Well, since the only fact that we can actually agree upon is that different observers will see different space-time events as simultaneous, why don't we just make life easy for the ignorant observer and define "simultaneous" to indicate that the light arrives at our observation at exactly the same time? Sure it complicates calculations for the scientists but most of them are pretty good at mathematics anyway and I am sure there are very few who are so backward as to be incapable of adjusting their results to such a definition. One very important aspect of such a definition is that "simultaneous collapse of a wave function" becomes strictly dependent on the observer and is consistent with many other ideas basic to quantum mechanics.
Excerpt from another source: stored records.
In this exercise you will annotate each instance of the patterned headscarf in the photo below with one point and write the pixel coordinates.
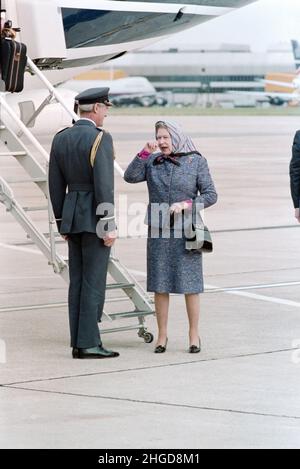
(181, 142)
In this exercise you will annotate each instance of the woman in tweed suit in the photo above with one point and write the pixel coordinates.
(179, 178)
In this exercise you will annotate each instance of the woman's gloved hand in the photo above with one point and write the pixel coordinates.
(179, 207)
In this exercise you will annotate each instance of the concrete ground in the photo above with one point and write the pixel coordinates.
(242, 391)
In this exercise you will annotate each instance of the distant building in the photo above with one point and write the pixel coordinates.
(190, 72)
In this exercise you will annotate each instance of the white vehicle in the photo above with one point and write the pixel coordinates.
(129, 90)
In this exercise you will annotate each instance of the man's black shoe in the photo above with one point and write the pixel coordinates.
(95, 352)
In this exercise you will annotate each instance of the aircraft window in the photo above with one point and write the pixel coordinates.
(27, 109)
(92, 28)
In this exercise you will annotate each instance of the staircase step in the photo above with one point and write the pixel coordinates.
(35, 209)
(131, 314)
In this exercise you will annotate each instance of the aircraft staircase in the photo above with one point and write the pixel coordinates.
(24, 147)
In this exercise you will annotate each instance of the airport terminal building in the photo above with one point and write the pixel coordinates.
(203, 74)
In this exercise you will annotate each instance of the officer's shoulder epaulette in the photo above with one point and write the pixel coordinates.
(66, 128)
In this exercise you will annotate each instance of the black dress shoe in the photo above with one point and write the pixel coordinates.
(96, 352)
(161, 348)
(195, 348)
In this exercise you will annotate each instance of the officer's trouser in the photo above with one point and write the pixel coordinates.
(88, 262)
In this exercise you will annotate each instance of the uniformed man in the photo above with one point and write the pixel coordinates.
(295, 175)
(81, 180)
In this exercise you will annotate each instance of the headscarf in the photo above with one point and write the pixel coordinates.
(181, 142)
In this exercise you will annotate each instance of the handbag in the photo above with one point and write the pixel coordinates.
(201, 241)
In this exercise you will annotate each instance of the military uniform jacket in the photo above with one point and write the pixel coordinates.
(76, 188)
(295, 171)
(169, 183)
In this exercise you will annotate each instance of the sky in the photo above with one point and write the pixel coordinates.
(261, 25)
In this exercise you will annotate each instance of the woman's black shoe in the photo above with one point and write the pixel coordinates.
(161, 348)
(195, 348)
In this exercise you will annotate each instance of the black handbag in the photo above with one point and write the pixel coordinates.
(13, 61)
(201, 241)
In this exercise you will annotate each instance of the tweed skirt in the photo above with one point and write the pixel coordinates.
(171, 268)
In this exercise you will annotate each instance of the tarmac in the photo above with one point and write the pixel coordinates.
(242, 391)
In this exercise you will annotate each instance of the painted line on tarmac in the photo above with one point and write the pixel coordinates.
(177, 405)
(18, 248)
(244, 294)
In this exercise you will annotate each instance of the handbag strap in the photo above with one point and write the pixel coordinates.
(95, 148)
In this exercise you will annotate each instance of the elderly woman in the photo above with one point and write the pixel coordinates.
(178, 177)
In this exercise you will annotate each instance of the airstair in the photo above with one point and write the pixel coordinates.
(13, 144)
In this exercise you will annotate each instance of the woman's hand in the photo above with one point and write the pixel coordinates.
(179, 207)
(110, 239)
(150, 147)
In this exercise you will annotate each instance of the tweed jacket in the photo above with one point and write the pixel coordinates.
(169, 183)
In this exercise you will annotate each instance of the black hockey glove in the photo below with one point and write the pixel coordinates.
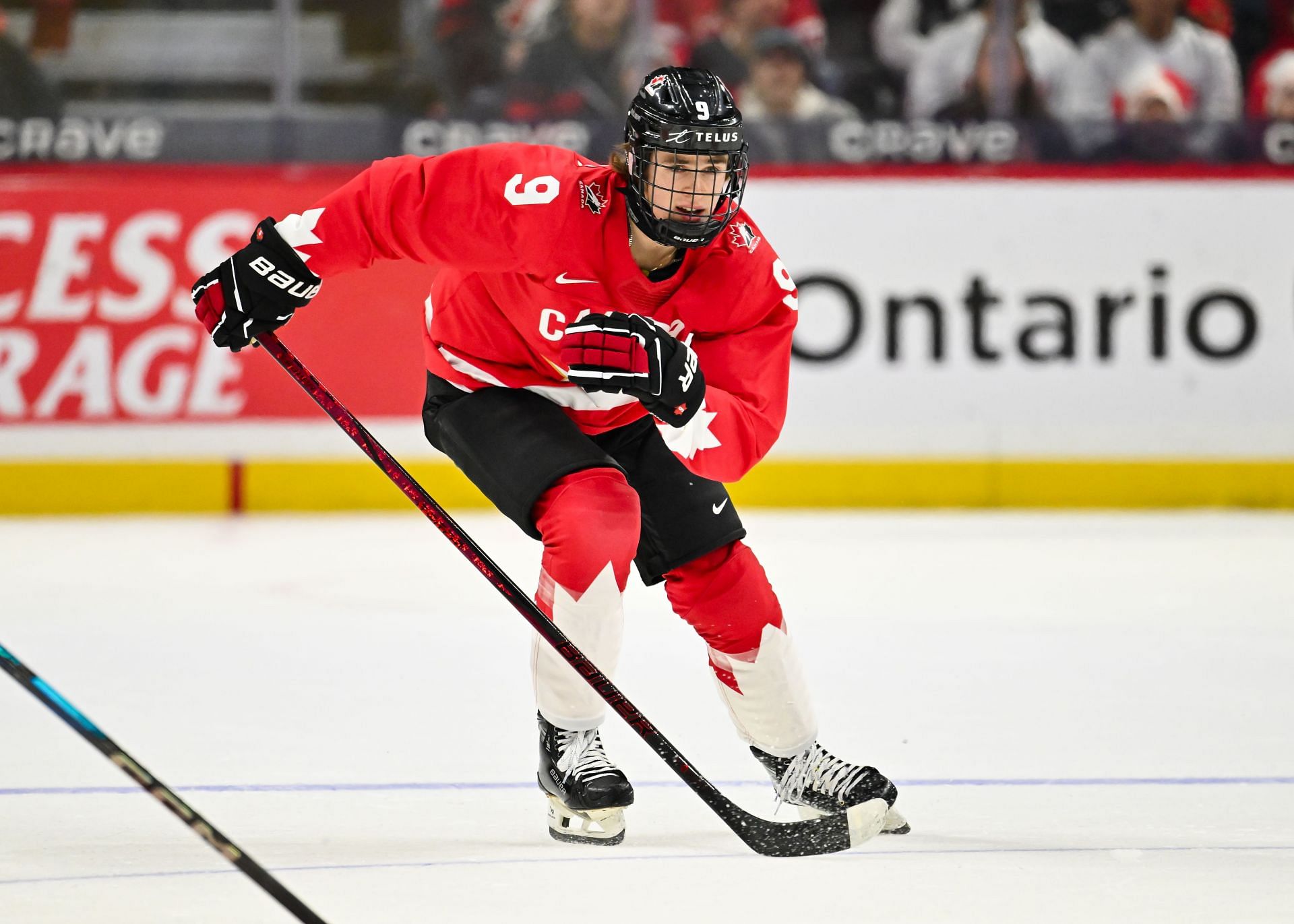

Finally, there is one last fact evident in the diagram presented which is actually quite astounding considering the fact that we are discussing the consequences of special relativity only. Keep in mind the fact that all coordinate systems being referred to here are conventional Euclidean constructs. The issue of relativity concerns only how the various coordinate systems are transformed one into another. Bearing that in mind, notice that, since observing light coming from great distances amounts to looking at an image of the universe as it was not only long ago but, because the clocks far away appear to be running quite slow, the image must be substantially identical to the state of the universe very close to the big hang itself.
Now the issue here is the surface area of the sphere being observed this great distance away. By special relativity, the objects being observed will display contraction only in the direction of motion, which in this case is radial. If one were to use Euclidean geometry to calculate the surface area of the sphere being observed one would obtain quite a large number. On the other hand, if one were to estimate the surface area of that same sphere using the phenomena observed taking place on that sphere one should obtain exactly the same answer which would have been obtained by an observer resident in the universe at the time when the universe was young, Therein lies the difficulty. That number should be considerably smaller than the number obtained in the geometrical calculation. The only conclusion one can reach is that, in spite of the fact that our geometry here is explicitly Euclidean, the actual appearance will be non-Euclidean: i.e., if we could see the actual big bang, the point that it is understood to be would be spread over the entire spherical view.
This suggests that special relativity together with the acceptance of the big bang introduces an optical distortion of space at large radii even without any general relativistic effects. Life is certainly more complex than it first appears to be when one goes to make predictions as to what will be seen when one looks. I hope you enjoyed the thoughts -- Richard D. Stafford, Ph.D.